Not sure I agree with that, when we're teaching everybody and their grandparents how to program, in order to compete in the "new economy."

Doubly-so for developing countries.

I would hope that the proportion of developers in the world should be increasing.

The real issue is that your conception of "pro" is off. The "pro" users Apple traditionally targeted were not software developers. Their laptops became popular among developers not because of the hardware, but because of a quirk of Apple's corporate history which led to OS X being a Unix under the hood, which in turn meant it was a computer you could do all your developer-y things on without the living hell of trying to run Linux as your desktop OS.
I agree with your statement, however, running Linux as a desktop OS is definitely not that bad anymore.
We may be talking about different things. I was talking specifically about laptops that are directly comparable with Apple's pro line (i.e. expensive). I seems doubtful that the market for expensive laptops will find much growth in the developing world.
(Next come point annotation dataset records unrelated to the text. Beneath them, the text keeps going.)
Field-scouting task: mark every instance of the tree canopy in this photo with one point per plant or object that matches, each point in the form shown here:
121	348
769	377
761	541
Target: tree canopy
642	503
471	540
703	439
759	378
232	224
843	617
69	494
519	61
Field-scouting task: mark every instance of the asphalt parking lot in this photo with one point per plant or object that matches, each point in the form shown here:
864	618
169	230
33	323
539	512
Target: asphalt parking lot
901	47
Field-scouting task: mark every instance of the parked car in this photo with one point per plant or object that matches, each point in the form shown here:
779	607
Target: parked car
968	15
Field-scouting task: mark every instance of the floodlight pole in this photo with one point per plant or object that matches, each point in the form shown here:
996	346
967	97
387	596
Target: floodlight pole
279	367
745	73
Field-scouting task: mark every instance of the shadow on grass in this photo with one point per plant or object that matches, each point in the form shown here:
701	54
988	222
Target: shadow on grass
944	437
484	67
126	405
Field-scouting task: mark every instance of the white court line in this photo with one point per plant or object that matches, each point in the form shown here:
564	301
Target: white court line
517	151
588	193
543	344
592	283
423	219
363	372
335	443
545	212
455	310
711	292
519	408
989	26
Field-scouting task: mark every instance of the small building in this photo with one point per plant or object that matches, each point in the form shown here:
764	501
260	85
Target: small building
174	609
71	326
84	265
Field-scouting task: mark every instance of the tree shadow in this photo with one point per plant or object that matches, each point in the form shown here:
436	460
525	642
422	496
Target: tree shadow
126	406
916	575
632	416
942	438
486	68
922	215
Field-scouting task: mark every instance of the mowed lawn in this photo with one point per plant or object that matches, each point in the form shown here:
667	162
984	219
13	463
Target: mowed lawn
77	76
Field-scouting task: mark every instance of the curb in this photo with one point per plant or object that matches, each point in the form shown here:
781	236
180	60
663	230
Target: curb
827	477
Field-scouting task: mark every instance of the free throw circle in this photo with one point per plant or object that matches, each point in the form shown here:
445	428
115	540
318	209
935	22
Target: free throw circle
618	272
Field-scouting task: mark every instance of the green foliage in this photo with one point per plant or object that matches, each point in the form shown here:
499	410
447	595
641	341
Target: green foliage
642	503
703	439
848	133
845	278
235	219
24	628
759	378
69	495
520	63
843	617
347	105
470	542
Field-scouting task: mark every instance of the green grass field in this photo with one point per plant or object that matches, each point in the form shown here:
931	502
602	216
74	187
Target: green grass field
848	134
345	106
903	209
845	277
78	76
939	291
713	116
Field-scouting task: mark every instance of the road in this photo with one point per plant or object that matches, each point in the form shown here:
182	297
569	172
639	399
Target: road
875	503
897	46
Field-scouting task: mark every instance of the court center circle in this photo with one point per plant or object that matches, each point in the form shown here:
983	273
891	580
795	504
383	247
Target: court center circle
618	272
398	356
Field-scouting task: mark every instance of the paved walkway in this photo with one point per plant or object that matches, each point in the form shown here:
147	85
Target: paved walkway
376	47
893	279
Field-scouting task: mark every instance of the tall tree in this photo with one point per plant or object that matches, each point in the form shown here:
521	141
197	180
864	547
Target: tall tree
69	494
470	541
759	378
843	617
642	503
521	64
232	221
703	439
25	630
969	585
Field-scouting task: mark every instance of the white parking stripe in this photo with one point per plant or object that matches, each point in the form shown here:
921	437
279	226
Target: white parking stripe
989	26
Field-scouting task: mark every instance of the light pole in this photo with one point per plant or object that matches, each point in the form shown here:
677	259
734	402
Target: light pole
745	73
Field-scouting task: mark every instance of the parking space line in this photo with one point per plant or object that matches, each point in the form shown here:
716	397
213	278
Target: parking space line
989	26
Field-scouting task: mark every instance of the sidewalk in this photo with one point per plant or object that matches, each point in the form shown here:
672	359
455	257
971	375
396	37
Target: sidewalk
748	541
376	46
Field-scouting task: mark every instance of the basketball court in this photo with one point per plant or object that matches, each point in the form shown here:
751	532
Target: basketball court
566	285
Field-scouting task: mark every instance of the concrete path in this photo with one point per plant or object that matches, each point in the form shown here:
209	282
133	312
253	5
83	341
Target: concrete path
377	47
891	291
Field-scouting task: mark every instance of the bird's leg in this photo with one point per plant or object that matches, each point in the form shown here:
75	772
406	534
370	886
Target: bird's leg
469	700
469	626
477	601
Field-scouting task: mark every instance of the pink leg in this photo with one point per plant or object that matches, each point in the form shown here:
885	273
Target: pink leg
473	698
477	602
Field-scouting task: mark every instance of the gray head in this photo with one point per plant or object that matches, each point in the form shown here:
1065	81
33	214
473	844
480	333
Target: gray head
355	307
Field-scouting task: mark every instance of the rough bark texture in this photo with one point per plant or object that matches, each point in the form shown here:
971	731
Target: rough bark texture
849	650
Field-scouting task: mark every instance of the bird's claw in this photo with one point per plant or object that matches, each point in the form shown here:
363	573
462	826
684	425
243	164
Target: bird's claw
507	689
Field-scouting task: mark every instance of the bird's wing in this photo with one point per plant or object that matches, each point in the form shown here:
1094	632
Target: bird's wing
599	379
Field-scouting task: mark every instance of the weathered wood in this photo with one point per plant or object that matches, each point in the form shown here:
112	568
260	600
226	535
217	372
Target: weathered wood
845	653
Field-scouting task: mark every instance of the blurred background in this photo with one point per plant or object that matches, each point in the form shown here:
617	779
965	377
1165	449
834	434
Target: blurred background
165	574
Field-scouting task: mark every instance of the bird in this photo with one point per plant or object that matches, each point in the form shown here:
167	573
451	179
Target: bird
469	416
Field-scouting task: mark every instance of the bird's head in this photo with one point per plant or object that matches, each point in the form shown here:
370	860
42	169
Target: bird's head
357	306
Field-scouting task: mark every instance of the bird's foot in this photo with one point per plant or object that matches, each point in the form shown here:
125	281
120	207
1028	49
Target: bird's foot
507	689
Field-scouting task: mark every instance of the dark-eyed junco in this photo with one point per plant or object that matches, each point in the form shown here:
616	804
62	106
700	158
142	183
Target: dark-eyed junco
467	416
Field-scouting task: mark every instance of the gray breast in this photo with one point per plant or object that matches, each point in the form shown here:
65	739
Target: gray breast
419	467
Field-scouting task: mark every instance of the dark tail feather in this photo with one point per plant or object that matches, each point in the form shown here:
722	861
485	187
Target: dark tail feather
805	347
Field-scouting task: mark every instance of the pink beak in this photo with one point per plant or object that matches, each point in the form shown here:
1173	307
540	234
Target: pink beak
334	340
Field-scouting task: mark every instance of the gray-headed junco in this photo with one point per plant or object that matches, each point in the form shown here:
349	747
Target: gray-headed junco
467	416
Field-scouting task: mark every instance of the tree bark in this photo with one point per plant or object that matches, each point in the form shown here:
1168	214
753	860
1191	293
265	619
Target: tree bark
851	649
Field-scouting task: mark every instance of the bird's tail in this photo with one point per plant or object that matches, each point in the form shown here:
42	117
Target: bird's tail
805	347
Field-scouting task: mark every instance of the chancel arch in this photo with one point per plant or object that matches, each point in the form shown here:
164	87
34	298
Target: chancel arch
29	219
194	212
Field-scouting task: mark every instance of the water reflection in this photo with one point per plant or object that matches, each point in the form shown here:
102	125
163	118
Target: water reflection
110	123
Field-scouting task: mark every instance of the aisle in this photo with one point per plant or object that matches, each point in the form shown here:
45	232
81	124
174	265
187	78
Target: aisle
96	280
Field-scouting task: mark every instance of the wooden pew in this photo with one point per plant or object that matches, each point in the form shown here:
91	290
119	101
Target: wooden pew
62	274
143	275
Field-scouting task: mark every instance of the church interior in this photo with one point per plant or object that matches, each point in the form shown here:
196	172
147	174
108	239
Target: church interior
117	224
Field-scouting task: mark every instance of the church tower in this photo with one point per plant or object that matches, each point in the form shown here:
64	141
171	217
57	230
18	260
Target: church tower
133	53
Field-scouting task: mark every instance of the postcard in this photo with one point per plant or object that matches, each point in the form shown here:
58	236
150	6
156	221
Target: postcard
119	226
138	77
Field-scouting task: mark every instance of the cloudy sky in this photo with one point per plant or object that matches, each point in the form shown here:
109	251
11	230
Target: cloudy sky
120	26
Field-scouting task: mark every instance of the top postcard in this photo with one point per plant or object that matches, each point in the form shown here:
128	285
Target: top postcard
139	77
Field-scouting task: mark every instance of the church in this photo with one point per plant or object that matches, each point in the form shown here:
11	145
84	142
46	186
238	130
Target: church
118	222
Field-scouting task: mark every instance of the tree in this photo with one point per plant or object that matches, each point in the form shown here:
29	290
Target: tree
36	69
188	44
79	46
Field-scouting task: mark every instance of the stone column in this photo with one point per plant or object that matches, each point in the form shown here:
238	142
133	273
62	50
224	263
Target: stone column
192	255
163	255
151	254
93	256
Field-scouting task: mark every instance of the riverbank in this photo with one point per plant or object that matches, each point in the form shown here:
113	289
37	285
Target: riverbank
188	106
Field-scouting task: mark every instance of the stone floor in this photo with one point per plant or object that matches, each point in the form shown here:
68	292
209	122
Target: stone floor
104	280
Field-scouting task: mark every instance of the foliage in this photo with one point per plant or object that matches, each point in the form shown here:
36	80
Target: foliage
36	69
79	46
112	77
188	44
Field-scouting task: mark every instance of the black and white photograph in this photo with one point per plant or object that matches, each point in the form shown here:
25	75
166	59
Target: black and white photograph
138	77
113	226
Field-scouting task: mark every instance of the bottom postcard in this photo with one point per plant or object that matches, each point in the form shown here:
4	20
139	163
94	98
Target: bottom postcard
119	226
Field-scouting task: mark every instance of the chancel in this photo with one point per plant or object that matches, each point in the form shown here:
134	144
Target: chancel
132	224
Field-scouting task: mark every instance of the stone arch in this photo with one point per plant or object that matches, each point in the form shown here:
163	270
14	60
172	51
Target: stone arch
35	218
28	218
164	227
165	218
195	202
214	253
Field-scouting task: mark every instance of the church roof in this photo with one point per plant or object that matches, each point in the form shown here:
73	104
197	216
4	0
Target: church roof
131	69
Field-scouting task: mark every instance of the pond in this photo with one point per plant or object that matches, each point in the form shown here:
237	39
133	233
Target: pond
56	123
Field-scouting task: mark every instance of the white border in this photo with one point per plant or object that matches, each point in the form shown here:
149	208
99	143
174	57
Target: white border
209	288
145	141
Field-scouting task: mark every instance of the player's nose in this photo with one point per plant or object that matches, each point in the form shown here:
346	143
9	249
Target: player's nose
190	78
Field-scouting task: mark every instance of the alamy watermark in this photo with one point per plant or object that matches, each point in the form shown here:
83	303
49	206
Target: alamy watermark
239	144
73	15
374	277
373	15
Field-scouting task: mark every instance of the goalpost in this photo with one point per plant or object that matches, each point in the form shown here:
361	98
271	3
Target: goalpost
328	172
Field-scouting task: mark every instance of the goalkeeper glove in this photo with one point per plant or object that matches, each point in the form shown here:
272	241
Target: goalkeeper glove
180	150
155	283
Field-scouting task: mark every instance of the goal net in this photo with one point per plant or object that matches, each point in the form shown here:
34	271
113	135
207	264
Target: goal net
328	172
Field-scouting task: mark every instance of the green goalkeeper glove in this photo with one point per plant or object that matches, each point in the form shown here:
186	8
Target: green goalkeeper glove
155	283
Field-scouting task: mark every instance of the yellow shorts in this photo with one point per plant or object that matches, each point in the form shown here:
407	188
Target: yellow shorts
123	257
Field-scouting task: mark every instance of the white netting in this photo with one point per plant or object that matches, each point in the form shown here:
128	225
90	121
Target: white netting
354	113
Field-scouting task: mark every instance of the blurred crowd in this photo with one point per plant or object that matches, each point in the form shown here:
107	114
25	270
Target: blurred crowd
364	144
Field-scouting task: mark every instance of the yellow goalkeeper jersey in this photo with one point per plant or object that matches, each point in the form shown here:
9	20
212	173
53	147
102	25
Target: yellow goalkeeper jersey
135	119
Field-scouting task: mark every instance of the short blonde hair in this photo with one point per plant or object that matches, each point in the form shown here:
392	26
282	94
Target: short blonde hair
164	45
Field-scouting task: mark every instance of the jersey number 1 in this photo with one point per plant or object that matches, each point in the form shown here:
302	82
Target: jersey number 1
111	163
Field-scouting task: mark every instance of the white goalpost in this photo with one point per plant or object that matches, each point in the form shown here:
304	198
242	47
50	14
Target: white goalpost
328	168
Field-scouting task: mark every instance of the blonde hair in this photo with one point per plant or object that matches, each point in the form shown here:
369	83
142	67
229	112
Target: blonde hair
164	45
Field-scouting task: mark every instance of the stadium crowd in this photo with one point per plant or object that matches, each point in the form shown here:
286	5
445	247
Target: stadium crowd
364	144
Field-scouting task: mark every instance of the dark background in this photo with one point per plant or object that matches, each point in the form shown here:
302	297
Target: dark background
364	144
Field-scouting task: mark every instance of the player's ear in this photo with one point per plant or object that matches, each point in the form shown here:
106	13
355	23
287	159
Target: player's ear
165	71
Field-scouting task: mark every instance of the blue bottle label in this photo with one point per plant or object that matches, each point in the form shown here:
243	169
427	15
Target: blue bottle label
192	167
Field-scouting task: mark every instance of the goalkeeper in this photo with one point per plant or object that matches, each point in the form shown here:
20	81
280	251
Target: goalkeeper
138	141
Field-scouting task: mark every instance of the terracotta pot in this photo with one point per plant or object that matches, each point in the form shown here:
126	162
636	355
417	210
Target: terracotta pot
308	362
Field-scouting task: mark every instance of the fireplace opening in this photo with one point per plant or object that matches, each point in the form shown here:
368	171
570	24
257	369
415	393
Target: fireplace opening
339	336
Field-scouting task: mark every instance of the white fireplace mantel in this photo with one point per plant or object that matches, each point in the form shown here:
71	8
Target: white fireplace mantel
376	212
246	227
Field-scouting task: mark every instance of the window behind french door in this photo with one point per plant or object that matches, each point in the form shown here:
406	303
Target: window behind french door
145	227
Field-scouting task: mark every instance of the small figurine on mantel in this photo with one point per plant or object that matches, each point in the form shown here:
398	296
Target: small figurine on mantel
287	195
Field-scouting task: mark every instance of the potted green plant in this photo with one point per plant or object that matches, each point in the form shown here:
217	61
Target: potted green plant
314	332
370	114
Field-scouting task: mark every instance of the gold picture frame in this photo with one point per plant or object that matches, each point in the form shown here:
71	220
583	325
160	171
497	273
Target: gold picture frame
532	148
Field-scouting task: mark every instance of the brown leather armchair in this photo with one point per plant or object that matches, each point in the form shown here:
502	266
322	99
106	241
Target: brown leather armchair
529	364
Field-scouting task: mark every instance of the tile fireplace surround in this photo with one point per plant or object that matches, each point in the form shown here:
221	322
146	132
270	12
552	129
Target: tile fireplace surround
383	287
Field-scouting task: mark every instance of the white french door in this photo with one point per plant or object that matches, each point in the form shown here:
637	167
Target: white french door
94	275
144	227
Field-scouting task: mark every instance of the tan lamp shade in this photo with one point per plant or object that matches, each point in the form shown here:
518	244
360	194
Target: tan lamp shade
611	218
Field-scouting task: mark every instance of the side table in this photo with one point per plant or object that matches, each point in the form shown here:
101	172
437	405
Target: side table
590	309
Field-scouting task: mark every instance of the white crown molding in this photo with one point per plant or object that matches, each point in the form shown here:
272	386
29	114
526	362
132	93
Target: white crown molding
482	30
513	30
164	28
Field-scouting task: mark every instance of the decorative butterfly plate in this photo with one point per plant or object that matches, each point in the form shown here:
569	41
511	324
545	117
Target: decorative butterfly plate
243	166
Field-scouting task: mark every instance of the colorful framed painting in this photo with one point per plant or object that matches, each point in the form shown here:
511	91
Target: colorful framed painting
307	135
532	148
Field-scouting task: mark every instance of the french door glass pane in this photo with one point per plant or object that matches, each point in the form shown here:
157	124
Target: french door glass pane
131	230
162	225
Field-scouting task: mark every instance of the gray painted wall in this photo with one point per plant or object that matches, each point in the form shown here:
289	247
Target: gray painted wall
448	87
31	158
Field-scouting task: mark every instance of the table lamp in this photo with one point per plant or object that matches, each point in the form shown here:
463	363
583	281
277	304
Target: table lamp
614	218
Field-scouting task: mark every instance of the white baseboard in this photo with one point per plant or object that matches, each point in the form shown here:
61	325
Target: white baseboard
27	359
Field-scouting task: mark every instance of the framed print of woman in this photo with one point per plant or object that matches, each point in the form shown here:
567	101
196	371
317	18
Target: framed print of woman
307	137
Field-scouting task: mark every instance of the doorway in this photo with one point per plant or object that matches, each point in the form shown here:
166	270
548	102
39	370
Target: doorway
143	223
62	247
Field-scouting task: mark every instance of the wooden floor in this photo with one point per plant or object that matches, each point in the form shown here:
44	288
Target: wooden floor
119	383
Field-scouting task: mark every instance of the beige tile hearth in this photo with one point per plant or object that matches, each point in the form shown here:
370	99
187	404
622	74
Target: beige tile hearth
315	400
Even if it should prove true that the proportion of high end users is expanding relative to the entire market, it will still just be a bigger slice of a smaller pie. The PC market has been declining for quite some time. That doesn't mean that there will not still be lucrative niches within that market, but does Google really strike you as a company that would or should go for a niche in a contracting market?

Developers are but a small portion of "pro." Also, the stuff being taught to everybody and their grandparents would do fine on 10-year-old netbooks.
Indeed, I learned CS on a 486 and the code I wrote ran mind-bogglingly fast on a Pentium.